This Week on #BLPLearn: Creativity and Interactive Video


#BLPLearn is our way of saving all of the great content our team curates… and sharing it with the wider community. We’ll take the best articles shared by our Learning Services, Multimedia, and Product Development teams in their weekly meetings and include them in the weekly #BLPLearn blog. We’ll usually include some commentary from the original team member who found the article, too.

Our goal is to make the weekly #BLPLearn blog a dependable source for quality, curated L&D content. Check back every Thursday.
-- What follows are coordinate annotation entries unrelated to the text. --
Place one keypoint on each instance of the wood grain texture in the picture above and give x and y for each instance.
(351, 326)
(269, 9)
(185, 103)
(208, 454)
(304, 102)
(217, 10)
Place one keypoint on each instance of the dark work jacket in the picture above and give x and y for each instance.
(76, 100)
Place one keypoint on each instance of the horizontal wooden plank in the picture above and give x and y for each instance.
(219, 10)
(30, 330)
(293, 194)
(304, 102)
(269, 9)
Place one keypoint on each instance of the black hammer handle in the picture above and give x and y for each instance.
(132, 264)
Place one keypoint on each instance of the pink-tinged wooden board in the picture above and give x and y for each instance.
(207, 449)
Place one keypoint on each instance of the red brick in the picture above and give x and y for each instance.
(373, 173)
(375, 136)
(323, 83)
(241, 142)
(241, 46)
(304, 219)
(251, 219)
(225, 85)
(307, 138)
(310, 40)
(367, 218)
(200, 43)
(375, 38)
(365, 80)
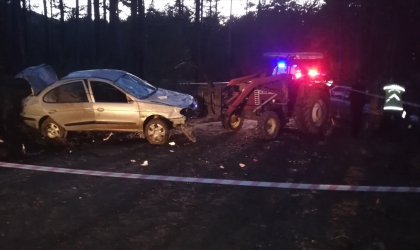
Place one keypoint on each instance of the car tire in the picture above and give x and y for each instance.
(312, 112)
(157, 131)
(232, 123)
(268, 125)
(52, 130)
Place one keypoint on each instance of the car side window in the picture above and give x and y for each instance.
(68, 93)
(104, 92)
(337, 93)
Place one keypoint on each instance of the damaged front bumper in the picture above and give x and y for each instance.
(182, 124)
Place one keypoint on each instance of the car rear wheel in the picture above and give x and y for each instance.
(51, 129)
(157, 131)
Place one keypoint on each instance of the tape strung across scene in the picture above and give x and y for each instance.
(215, 181)
(379, 96)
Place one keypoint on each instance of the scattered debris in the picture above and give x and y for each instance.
(109, 136)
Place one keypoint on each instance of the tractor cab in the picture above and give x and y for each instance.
(300, 65)
(295, 89)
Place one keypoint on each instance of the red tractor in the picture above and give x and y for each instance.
(296, 89)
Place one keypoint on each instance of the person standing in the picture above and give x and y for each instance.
(394, 113)
(357, 102)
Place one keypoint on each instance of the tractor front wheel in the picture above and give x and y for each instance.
(232, 123)
(268, 125)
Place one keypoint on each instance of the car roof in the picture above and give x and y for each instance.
(107, 74)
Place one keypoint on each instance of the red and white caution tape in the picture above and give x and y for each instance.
(215, 181)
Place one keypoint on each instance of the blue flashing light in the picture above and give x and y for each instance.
(281, 65)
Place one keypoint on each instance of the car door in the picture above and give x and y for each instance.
(114, 110)
(337, 101)
(68, 104)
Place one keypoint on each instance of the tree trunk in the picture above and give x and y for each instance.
(47, 34)
(104, 8)
(197, 25)
(51, 32)
(134, 37)
(210, 10)
(3, 30)
(17, 45)
(77, 35)
(89, 9)
(62, 29)
(97, 24)
(142, 39)
(113, 4)
(25, 32)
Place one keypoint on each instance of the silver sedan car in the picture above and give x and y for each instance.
(103, 100)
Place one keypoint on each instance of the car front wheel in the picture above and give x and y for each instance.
(51, 129)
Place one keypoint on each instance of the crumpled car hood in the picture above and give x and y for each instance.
(39, 77)
(172, 98)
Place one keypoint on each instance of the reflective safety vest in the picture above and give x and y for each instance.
(393, 99)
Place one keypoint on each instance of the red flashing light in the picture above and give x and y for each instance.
(313, 73)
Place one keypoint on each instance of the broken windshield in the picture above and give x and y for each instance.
(135, 86)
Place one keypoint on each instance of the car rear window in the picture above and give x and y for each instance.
(68, 93)
(104, 92)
Rather than restricting the social media conversation to a 30 minute window, we’re inviting everyone inside and outside BLP to share interesting links, thoughts, and articles with the #BLPLearn hashtag on Twitter. We’ll check the feed once a week and include the best articles submitted via Twitter in the post, too.


Now that introductions are out of the way, let’s dive in to this week’s articles:

People don’t actually like creativity?
Submitted by: Jackie Crofts, Multimedia Developer

This is an article I read a while back that I thought was interesting about how we say we like creativity, but we actually don’t. What it’s really saying is that when we’re faced with straight creative thought it can be hard to accept if it’s not within certain boundaries. I think it kind of goes well with the link that Corey posted last week about games becoming weirder. When you hit the creative nail on the head, an audience can embrace it and really get behind it, but initially that sweet spot can be hard to find because a lot of different factors come into play for the creators. What are your guys’ thoughts?

Inside the Box. People don’t actually like creativity.

To go along with my link, here’s a wonderful short little indie game called Martian Middle School Dance. It’s creative, strange, and silly but I think the charm of it makes it is what makes it so easy to accept. Enjoy!

Martian Middle School Dance

Interactive Videos Galore
Submitted by: Kendell Lett, Senior Multimedia Developer

Seeing as how the intended purpose of this video seems to be to engage and get people to watch/stay, do you think that the interactions help its cause? Hurt? Make no difference? Did you watch all the way through? How many icons did you find?

Pepsi Celebrates Music and Football Proving That Now Is What You Make It

Here’s another one that uses the same tactic – I’m not digging the music, so feel free to mute if it makes you happy. you’ll get the idea of this one in a few seconds, although I never really figured out “why” we were doing it.


This is yet another approach to an interactive video, in case anyone hasn’t seen it yet (view it from your laptop – I suggest Chrome) This is super cool and uses a program called Interlude. Thoughts?